Sus palabras me sacaron el aire.
No por lo que dijo, sino por cómo lo dijo.
Porque lo soltó con una mezcla de miedo y valentía, como si la frase viniera directamente de su corazón sin pasar por un filtro.

Y yo…
no dije nada.

Solo me acerqué, con el corazón latiendo más fuerte de lo normal, y la abracé.
Así, sin más.

Mis brazos alrededor de su espalda.
Su cabeza bajita contra mi pecho.
El murito como testigo.

Se quedó quieta por un segundo, como si no supiera qué hacer.
Pero luego me devolvió el abrazo.
Lento. Con confianza. Con ese calorcito que solo ella sabe dar.

—Gracias —susurró.

Y yo sentí que con esa palabra me arreglaba la vida.

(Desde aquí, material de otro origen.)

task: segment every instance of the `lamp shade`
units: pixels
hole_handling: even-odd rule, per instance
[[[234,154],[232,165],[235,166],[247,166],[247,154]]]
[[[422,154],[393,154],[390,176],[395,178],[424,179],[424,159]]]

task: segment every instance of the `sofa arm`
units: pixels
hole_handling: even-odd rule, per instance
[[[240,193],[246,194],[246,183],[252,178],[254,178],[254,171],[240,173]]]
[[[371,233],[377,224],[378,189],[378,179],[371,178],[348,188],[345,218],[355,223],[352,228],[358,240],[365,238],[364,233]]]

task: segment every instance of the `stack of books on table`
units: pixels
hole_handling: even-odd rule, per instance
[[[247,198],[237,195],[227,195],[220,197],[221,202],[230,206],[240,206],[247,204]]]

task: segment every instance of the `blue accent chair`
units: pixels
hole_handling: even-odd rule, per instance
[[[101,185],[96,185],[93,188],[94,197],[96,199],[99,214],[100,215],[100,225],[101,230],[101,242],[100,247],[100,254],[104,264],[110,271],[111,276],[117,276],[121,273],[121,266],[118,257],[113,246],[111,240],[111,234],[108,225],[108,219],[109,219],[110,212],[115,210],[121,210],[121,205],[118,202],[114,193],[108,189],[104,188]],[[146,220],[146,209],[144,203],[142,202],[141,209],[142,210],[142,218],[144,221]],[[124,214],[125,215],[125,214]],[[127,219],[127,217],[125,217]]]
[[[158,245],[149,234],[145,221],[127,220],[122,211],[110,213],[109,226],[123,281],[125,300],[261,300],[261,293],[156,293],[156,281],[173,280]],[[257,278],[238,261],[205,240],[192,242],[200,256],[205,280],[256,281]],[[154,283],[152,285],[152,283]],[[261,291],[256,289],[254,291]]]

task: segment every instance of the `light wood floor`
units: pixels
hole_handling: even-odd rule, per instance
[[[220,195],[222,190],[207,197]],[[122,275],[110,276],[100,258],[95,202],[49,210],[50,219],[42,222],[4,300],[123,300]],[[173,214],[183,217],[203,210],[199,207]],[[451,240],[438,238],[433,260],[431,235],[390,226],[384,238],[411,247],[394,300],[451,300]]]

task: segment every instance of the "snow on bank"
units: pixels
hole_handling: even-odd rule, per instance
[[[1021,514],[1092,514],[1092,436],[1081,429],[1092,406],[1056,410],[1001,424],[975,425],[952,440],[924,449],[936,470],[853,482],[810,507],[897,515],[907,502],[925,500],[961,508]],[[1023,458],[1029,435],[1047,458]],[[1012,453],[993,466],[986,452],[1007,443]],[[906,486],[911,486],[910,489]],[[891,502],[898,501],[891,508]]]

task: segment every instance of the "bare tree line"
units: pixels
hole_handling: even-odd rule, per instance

Estuvimos así un buen rato.
Sin hablar.
Solo respirando el uno cerca del otro.
Sintiendo esa calma que uno no encuentra en cualquier parte.

En un momento más tranquilo para ella, agarre la pulsera y se la coloqué con cuidado sin apartarme mucho de ella.

Y justo cuando pensé que el momento no podía ser más lindo,
ella se levantó un poquito.

Y, con una valentía tímida,
me dio un besito en la mejilla.

Uno suave, delicado, que duró apenas un segundo.
Pero que me dejó el corazón estallando.

—Era de agradecimiento —dijo rápido, sonrojada, bajando la mirada con vergüenza.

Y yo solo sonreí como un tonto, sintiendo que ese día no necesitaba más.

—No lo olvides nunca —le dije—. No estás presionando nada.
Me gusta esto.
Me gustas tú.

Ella soltó una risa bajita, temblando un poco.
Y me agarró del brazo como si fuera lo único firme en el mundo.

En ese rincón,
ella y yo
éramos una historia que se escribía sin prisa, pero con todo el corazón.